When asked whether GE was trying to become another Oracle, he made the point of how well traditional businesses had gone with the consumer internet boom.

“These days 15% of the S&P500 are consumer internet companies that didn’t exist 20 years ago,” Immelt said, making the point that none of the older S&P500 companies had made inroads into that.

He does not want to have the same thing happen with the industrial internet.

“Our idea is to open up our platform and have our customers write their own apps on it,” Immelt said.

“If you are an IT professional at BHP [Billiton] or Shell you can write and create apps.

“I think that’s where the future is ultimately going to go.”

The six foot four former gridiron player had quite the baptism of fire when he took the reins at GE.

Following in the footsteps of Jack Welch would be a challenge for most people but Immelt, who took over GE’s chairmanship on September 7 2001, had an even bigger hurdle to clear just four days later.

As the dust from the twin towers settled, the predicament the company was in became apparent.

In 2001 GE had a 50% market share in the jet engine market, was a major insurer, and also a financier to the airline industry.

Immelt said the company lent $30 billion to airlines to keep them going.

His other coup in the airline business, he believes was to double the company’s research and development investment in its jet engine business at the height of the global financial crisis.

That, Immelt said, was an important lesson to those in business – be prepared to invest when the times are tough.

He said running a business such as GE was not about perfection, it was about managing risk.

Sure, there are going to be failures along the way but the aim is to mitigate the outcomes from that and benefit from the successes.

Immelt believes the financial crisis was where he made his best ever business decision.

That was to raise $18 billion in equity on September 30 2008.

“That was probably the only day we could have done it,” he said.

Immelt faced some pretty substantial criticism for the move but did it worry him?

“That was probably the single best decision I made has a leader.”

As the leader of GE, Immelt does travel widely.

That has also fostered another of his views of leadership – that no chief executive should outsource their world view.

Yes, he has staff in each of the countries GE operates in and gets their views on the state of play in each region to inform his opinions, but his view of the world remains his own.

Immelt said he believed China still had much potential, even if he felt unqualified to comment on whether official growth figures were real or not.

But he does go there regularly.

“China is not that bad,” Immelt said.

“There is still going to be consumption of iron ore.

“The shopping centres are full when you go to China.

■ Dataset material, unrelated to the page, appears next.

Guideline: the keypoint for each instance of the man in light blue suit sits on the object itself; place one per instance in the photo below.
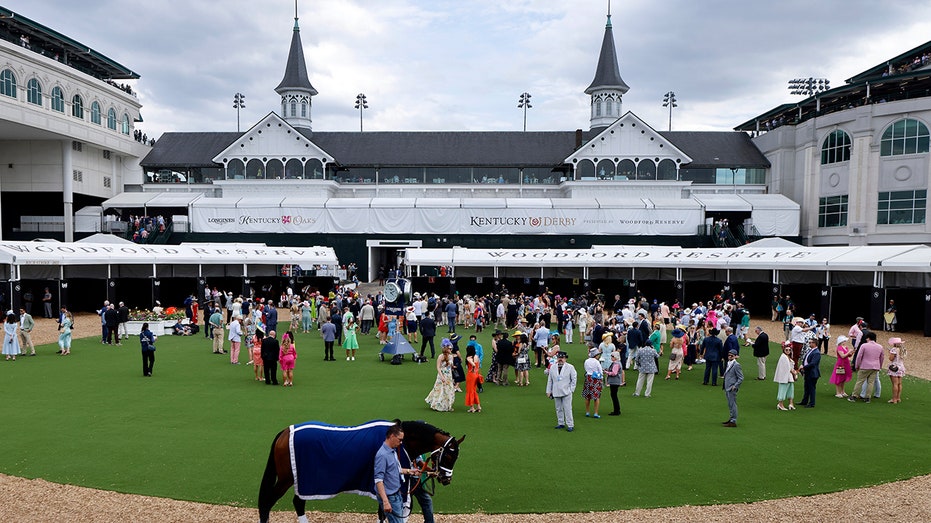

The airports are full when you go to China. The planes are full when you go to China.

“In a lot of industries there is robust growth.

“Over the long-term I think China is going to continue to be a major player on the global stage.”

What about India?

On this point Immelt is not so sure.

“For GE China and India were the same size in the late 1990s,” he said.

“Now China is four to five times bigger.”

The problem, as Immelt sees it, is that India did not take the sort of infrastructure investment steps that China took and is therefore behind the eight ball.

“There are a lot of structural challenges India has to overcome,” Immelt said.

“It is hard to do business there.

“We always try to find a different way to play a country. In India we do a lot of our manufacturing there now.”